2. Pre-Ride Briefing
Go over parts of the bike that can burn or otherwise hurt the passenger if they are new to motorcycles. Be sure they understand that bikes must lean to corner and that the tires provide plenty of grip. Go over what they should expect during the ride and come up with hand signals for communication (or practice using whatever communication device you might have).
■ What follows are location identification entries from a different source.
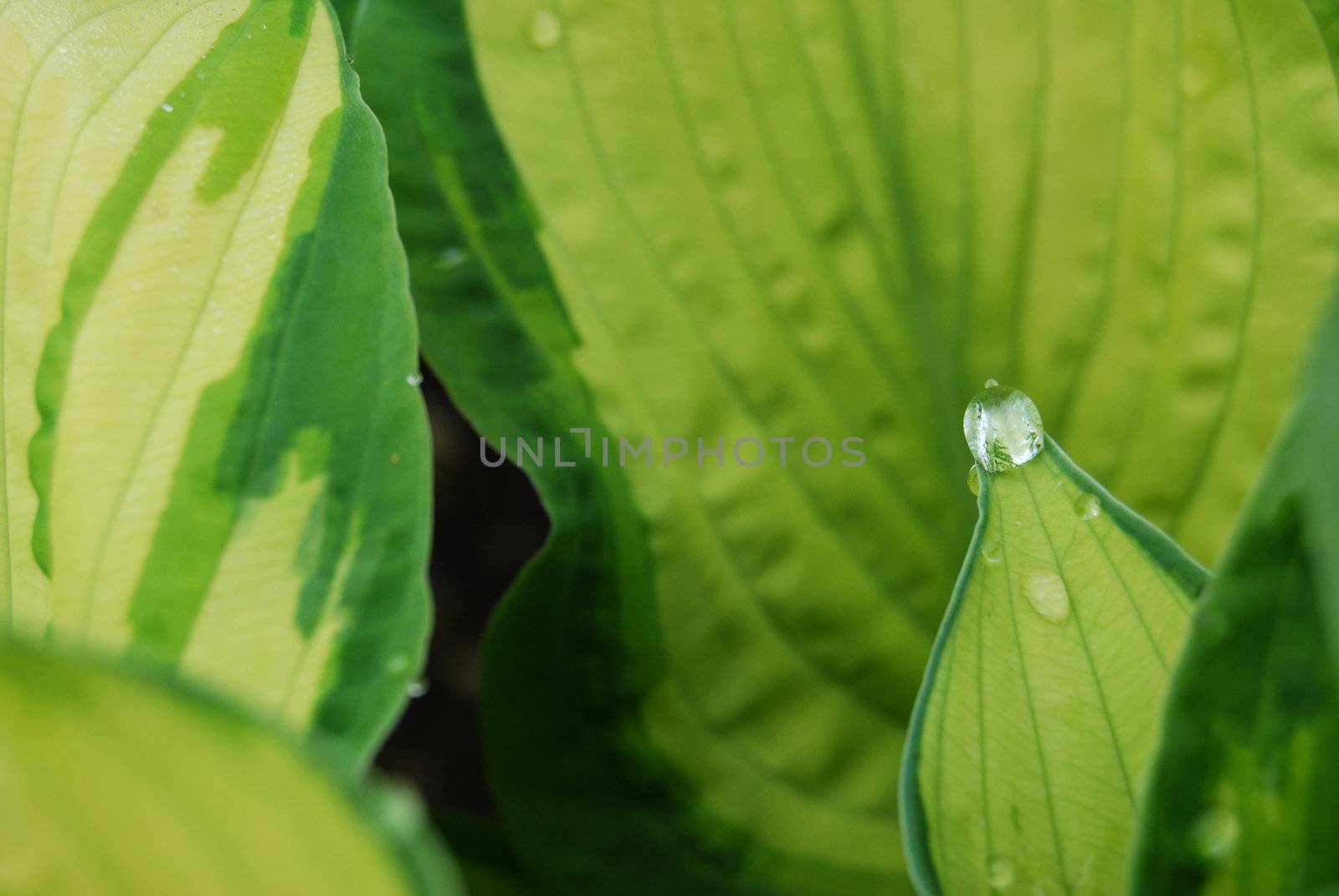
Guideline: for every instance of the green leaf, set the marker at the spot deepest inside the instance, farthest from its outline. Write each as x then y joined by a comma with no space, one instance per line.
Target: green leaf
825,218
113,782
213,457
1039,708
1243,791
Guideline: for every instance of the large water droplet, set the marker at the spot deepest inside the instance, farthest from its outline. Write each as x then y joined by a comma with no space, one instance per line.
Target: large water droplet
999,872
1003,429
546,30
1215,833
1048,595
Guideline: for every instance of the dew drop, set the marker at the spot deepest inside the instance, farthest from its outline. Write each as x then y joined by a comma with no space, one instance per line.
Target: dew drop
1215,833
999,872
1003,429
1048,595
546,30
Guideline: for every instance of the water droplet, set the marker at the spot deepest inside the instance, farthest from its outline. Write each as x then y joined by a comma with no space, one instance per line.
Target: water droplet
1048,595
1215,833
1003,429
546,30
999,872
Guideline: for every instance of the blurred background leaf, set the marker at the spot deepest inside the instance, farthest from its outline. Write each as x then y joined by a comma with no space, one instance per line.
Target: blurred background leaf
827,218
214,449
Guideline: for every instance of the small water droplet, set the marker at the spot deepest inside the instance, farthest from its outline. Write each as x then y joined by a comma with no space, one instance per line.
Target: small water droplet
999,872
546,30
1215,833
1048,595
1003,429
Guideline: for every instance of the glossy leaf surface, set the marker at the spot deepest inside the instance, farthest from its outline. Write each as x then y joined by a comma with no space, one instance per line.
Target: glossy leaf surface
1244,785
1041,704
214,456
114,784
825,218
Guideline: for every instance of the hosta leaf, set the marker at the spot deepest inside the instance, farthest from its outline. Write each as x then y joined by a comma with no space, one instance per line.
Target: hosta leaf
1041,704
212,454
121,784
1244,786
825,218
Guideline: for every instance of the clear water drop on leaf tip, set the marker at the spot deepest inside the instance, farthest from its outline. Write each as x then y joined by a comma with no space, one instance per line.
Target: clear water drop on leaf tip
1003,429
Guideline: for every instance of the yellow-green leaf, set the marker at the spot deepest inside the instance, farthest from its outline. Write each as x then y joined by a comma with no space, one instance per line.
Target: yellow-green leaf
1243,791
1039,709
214,457
115,784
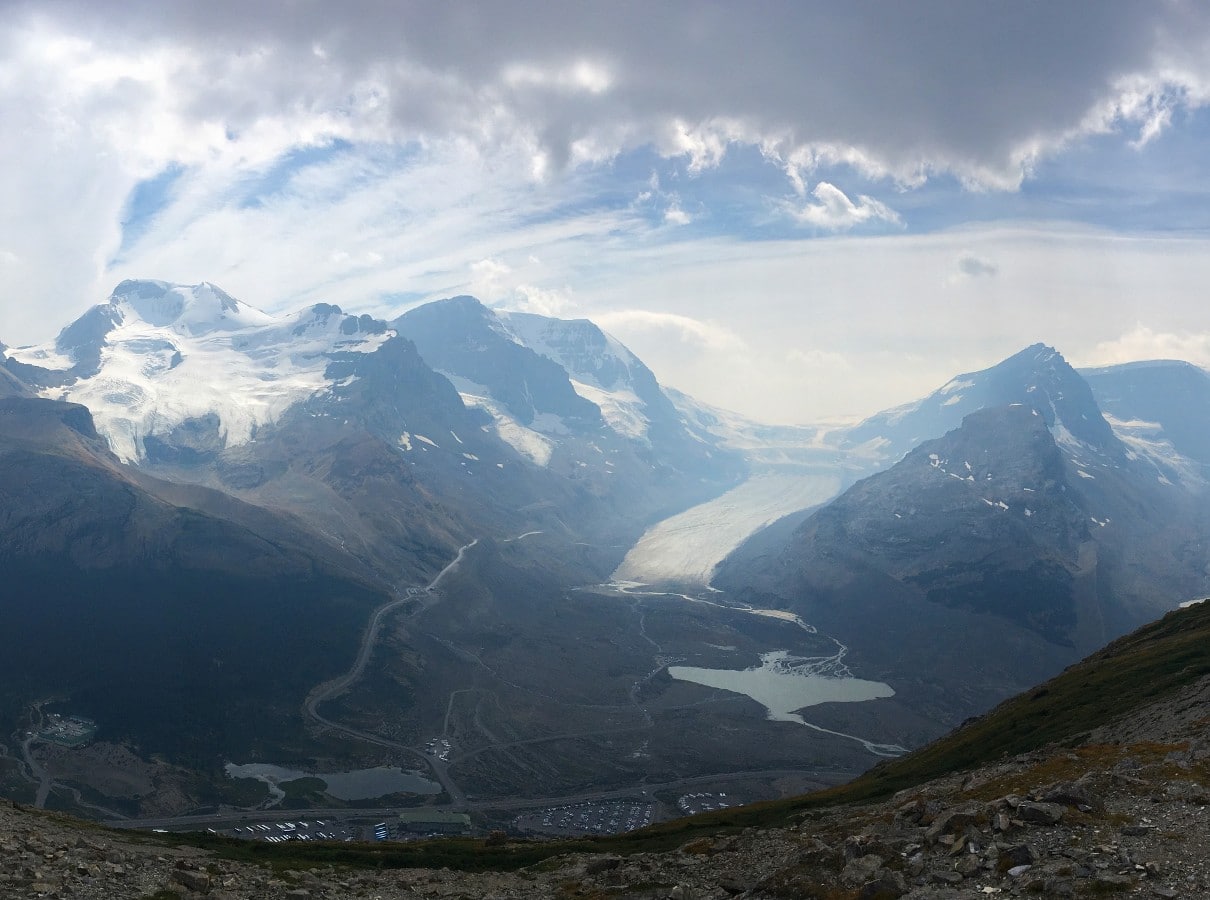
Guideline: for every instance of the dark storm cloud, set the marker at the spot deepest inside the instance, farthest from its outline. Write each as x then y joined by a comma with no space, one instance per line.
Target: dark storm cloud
914,87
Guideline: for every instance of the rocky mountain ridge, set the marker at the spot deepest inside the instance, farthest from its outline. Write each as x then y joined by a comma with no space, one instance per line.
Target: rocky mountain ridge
1106,797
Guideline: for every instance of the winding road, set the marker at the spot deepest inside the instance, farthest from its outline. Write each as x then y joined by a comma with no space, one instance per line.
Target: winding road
336,686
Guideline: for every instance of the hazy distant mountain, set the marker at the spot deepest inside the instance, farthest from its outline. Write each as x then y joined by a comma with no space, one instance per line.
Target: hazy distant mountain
1037,376
1160,409
1008,546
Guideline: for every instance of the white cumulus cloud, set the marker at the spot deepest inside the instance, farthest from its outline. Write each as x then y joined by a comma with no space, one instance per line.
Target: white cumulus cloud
835,212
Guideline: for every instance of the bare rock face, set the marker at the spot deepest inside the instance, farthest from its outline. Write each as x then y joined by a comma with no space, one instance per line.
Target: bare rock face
1128,817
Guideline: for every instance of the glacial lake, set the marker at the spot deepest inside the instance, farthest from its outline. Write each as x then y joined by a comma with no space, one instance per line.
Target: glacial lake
783,684
357,784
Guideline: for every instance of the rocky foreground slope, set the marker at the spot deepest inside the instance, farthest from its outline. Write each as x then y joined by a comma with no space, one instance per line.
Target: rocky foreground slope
1108,794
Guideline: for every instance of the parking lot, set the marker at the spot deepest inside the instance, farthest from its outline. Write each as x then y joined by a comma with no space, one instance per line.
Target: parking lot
295,830
600,818
692,803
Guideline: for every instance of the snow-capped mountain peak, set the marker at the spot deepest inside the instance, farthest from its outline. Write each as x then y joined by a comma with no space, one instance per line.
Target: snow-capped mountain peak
195,309
159,356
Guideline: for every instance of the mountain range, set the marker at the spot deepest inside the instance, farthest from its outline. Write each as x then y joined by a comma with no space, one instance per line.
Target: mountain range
205,506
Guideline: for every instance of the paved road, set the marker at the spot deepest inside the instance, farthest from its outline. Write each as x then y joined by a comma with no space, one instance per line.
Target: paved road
183,823
333,688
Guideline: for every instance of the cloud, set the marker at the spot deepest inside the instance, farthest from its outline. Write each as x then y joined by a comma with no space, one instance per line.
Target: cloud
685,328
1142,342
675,215
836,212
969,266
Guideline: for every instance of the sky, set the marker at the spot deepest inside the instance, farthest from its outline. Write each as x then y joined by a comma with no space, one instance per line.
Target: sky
799,211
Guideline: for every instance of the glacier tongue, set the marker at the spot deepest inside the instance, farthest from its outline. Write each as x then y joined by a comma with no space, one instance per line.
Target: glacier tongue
687,547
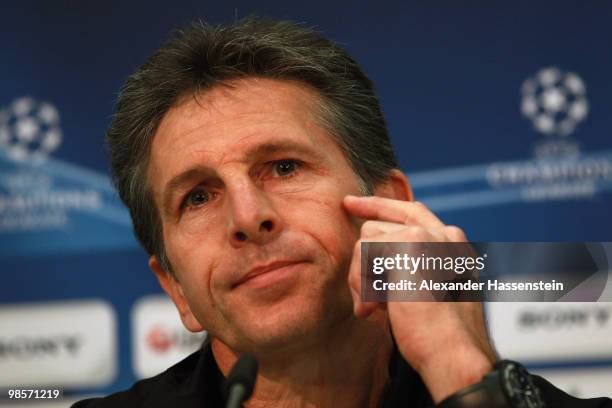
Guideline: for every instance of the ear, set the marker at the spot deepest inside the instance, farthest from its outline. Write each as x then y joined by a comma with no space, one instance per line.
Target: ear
396,187
173,288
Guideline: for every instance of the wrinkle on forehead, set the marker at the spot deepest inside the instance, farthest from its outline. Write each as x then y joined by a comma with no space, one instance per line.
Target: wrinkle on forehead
229,109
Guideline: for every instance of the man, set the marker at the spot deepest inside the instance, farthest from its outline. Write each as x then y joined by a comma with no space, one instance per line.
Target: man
254,159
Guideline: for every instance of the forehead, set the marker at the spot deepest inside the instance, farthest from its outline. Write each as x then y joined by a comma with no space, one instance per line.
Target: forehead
220,125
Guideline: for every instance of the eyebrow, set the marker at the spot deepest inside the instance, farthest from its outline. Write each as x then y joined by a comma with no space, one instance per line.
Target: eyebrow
256,152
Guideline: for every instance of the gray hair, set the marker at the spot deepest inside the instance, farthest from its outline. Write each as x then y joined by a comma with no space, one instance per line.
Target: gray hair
202,56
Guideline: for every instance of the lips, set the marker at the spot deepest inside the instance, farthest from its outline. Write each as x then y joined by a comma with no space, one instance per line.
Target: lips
263,269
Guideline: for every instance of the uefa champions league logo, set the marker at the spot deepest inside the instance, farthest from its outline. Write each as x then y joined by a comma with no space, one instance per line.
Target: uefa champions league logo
555,101
29,130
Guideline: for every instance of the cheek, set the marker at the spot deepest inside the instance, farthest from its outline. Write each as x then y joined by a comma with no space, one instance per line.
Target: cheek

3. Show Them Where to Hang On
A passenger on a motorcycle should pay attention to what’s going on and to brace for braking and acceleration by holding the grab handles or the waist of the rider and pushing into the foot pegs/boards with their feet. It’s the rider’s job to ride smoothly and to avoid abrupt or extreme starts and stops, but the passenger plays a critical role in overall bike stability. The passenger should not put their feet down when stopping. Some passengers think it will help but it can actually cause imbalance.

4. Lean With The Rider
Passengers new to the backseat of a motorcycle can get nervous and counter the rider’s steering efforts by sitting upright in corners. To avoid a counter-leaning problem, the passenger should lean with the bike and look over the inside shoulder of the rider.

5. Find A Balance
Once you have ridden together for a while you will learn the best hand signals or other communication methods and you will quickly get into a routine. Be sure to find a balance of riding and stopping that keeps both the rider and the passenger happy, hydrated and comfortable. Some enthusiasts can ride for hours without a stop and some like to stretch after 30 minutes have passed. If both rider and passenger have something to look forward to then the trips can easily become a fun way to spend time working as a team and spending time together.